Sunday 19 November 2017

ISEQ static despite positive US news

Policymakers now won't formally discuss a second bailout for Greece again until February 20. Photo: Getty Images
Policymakers now won't formally discuss a second bailout for Greece again until February 20. Photo: Getty Images
Peter Flanagan

Peter Flanagan

IRISH shares were little changed yesterday, as strong economic data from the US helped offset ongoing concerns about the European debt crisis.

By the close of trading the ISEQ Overall Index had gained less than 0.1pc, or 0.14 points, to close at 3,131.94.

The closing price, however, hid what was a rocky day on the Irish market. The index plunged as low as 3,103.28 before recovering in the afternoon.

Delays continued to dog efforts to resolve the Greek crisis. Policymakers now won't formally discuss a second bailout for Greece again until February 20.

Sentiment was boosted later in the day, however, after US unemployment figures were lower than expected.

The unemployment rate there fell to the lowest level since 2008 amid signs the economy may be recovering quicker than thought. Shares in most of the food companies on the Irish market climbed yesterday.

Glanbia added 4.25pc to reach €5.15 -- its highest closing price since May 2008. Kerry Group, which reports annual numbers on Tuesday, ended yesterday 0.93pc higher at €30.89. Banana maker Fyffes jumped 1.3pc to 39c.

Those gains were countered however by losses in the financial sector.

Downgrades

Irish Life & Permanent dropped 20pc, Allied Irish Banks slumped 15pc. Ratings agency Moody's Investor Services said it was reviewing the ratings of more than 100 banks around the globe, and downgrades may follow.

As in Ireland, European stocks were little changed. National benchmark indices declined in nine of the 18 western European markets yesterday. France's CAC 40 gained 0.1pc, while Germany's DAX lost 0.1pc. The UK's FTSE 100 slipped 0.1pc. The Stoxx Europe 50 lost 0.2pc.

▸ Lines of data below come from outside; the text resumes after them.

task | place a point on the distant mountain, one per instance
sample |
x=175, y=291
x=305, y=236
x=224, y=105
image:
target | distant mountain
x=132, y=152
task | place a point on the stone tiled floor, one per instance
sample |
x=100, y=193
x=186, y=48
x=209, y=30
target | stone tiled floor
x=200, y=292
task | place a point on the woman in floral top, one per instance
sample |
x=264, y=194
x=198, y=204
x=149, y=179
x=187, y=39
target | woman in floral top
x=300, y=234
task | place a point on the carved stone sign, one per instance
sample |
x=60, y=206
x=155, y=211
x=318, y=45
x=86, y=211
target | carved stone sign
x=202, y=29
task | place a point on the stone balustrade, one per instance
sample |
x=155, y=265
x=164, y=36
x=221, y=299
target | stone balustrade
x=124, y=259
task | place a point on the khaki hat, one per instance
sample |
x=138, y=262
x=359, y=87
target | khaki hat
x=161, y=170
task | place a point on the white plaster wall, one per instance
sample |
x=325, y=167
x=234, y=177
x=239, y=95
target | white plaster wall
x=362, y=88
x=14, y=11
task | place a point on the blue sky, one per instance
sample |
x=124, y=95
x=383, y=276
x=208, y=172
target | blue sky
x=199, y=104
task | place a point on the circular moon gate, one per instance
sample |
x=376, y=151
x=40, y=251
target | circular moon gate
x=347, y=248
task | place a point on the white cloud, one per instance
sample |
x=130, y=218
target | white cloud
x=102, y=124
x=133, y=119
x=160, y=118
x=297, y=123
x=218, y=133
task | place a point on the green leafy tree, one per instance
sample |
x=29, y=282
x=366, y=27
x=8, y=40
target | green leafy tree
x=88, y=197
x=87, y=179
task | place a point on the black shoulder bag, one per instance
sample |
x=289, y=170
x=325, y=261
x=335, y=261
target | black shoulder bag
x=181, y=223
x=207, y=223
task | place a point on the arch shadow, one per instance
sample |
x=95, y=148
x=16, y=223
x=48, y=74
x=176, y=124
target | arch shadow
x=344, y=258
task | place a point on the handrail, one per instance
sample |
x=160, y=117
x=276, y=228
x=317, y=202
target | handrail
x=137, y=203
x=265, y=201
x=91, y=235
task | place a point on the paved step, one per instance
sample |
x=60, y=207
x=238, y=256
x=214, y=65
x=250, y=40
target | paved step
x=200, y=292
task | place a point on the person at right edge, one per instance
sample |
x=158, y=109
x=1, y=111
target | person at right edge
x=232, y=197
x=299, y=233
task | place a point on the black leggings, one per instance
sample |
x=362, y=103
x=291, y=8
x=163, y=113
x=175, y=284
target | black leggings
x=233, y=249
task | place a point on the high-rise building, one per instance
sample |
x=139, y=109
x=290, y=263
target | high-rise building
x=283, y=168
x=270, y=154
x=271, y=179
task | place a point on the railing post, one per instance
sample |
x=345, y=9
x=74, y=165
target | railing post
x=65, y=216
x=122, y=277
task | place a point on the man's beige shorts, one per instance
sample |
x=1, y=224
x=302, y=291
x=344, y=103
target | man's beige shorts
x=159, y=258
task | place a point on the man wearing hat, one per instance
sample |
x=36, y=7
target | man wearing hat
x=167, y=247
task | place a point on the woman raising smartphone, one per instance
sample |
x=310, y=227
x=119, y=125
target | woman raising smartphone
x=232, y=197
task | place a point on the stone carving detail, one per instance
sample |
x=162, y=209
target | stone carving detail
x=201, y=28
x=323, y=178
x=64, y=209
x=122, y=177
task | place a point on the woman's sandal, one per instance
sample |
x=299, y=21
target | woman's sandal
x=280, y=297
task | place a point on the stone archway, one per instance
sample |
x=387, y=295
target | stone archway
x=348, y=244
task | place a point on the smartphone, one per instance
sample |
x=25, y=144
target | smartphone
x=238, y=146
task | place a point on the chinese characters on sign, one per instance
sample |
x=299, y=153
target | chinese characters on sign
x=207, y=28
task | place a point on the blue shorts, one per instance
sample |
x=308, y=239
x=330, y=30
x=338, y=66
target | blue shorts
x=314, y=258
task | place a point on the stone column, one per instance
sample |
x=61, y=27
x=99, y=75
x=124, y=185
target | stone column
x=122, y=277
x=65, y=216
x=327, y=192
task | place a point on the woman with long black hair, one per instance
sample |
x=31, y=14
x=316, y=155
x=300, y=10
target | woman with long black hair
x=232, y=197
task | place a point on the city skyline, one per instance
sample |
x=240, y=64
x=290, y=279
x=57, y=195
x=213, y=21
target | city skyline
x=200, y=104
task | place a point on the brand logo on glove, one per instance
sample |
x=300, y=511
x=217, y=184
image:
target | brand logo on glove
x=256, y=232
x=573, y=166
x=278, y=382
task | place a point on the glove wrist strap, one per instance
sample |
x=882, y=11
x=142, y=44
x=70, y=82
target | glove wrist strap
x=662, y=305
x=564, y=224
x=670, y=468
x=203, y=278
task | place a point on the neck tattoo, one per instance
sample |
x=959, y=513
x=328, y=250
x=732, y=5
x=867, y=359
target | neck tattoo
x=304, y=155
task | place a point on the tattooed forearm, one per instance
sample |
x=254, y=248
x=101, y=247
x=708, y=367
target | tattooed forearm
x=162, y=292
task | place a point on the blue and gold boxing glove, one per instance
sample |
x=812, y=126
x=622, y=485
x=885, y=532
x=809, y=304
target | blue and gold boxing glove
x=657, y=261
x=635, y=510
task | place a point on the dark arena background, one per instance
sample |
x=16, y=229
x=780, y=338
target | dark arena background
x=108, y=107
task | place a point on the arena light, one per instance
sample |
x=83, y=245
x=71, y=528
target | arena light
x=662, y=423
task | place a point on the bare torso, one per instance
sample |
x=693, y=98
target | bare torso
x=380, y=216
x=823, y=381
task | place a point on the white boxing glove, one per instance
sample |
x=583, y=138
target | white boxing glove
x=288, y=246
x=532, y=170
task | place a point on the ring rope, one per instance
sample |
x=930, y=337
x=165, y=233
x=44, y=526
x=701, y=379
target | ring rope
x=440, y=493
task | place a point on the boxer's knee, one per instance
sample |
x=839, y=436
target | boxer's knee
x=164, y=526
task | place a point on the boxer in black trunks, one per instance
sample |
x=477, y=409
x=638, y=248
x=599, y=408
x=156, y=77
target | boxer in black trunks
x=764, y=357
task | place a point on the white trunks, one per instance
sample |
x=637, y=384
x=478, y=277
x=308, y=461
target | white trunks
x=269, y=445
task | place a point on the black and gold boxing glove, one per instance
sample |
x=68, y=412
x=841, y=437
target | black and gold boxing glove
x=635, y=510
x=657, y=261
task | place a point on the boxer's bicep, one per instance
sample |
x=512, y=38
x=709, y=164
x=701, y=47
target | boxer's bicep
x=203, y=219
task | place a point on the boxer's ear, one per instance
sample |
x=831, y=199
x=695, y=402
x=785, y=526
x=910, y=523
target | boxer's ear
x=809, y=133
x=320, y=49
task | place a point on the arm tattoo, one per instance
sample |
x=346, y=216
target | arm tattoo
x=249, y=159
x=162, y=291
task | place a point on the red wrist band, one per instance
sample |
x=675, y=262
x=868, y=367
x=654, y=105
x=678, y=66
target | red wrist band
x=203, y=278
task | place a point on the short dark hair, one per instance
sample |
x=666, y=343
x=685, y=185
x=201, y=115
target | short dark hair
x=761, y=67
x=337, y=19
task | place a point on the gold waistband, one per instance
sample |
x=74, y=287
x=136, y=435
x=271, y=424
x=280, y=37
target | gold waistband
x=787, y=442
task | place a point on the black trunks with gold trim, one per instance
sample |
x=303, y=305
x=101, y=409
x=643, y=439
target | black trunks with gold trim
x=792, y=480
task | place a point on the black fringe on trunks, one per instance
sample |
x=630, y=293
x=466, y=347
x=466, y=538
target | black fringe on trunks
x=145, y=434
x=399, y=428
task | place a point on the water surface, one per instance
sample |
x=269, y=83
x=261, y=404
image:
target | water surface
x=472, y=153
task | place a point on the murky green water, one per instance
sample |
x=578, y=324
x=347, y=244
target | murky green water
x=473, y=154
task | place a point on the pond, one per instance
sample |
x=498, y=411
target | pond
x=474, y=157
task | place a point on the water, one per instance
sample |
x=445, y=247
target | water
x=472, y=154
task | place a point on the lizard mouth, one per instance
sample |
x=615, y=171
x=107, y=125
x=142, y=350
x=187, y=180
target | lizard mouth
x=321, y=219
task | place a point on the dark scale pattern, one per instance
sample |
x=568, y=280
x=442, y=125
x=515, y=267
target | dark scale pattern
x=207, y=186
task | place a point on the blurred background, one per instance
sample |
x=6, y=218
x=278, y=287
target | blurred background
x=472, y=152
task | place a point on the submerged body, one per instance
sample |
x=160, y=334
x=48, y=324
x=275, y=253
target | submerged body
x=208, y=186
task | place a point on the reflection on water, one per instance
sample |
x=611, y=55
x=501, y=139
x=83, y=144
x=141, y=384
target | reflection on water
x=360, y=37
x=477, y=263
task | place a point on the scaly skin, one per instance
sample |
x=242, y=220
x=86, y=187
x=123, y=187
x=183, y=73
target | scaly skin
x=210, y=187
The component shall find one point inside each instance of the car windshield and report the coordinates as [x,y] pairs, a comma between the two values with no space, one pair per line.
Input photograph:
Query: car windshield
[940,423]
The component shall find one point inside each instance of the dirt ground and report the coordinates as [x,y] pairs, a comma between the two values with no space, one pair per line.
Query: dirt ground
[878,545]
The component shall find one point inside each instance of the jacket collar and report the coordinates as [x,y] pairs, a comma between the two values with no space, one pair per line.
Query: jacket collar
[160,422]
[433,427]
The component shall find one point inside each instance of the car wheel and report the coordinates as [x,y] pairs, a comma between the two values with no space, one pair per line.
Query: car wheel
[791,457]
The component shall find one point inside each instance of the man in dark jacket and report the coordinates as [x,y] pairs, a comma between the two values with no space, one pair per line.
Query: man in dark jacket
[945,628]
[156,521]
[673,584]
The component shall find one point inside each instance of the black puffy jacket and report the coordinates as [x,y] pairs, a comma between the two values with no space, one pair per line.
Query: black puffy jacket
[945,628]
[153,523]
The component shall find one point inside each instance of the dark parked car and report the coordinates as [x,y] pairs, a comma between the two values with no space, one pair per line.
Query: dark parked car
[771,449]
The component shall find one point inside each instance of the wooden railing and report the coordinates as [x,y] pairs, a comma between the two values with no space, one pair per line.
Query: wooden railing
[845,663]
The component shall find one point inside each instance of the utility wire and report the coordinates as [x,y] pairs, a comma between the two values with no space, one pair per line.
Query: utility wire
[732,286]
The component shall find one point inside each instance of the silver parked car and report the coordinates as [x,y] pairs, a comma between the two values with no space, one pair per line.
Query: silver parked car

"Greek concerns appear to be weighing down on markets," said Peter Dixon, global equities economist at Commerzbank.

"A Greek exit is certainly no longer off the table," he said, referring to the possibility of the nation leaving the currency union.

Rio Tinto Group slid 1.3pc as copper fell for a fifth straight session, heading for its longest slump since November.

Axa, Europe's second-largest insurer, declined 1.3pc. The company posted an 82pc drop in second-half profit, after it didn't repeat a gain from an asset disposal in the first half.

BAE Systems dropped 2.3pc after forecasting that growth will stagnate this year. Europe's largest defence company said the UK market will fail to grow in 2012 and US defence budget cuts will create "uncertainty".

Nestle, the world's biggest food company, climbed 2.1pc after posting 2011 sales growth that beat analyst estimates.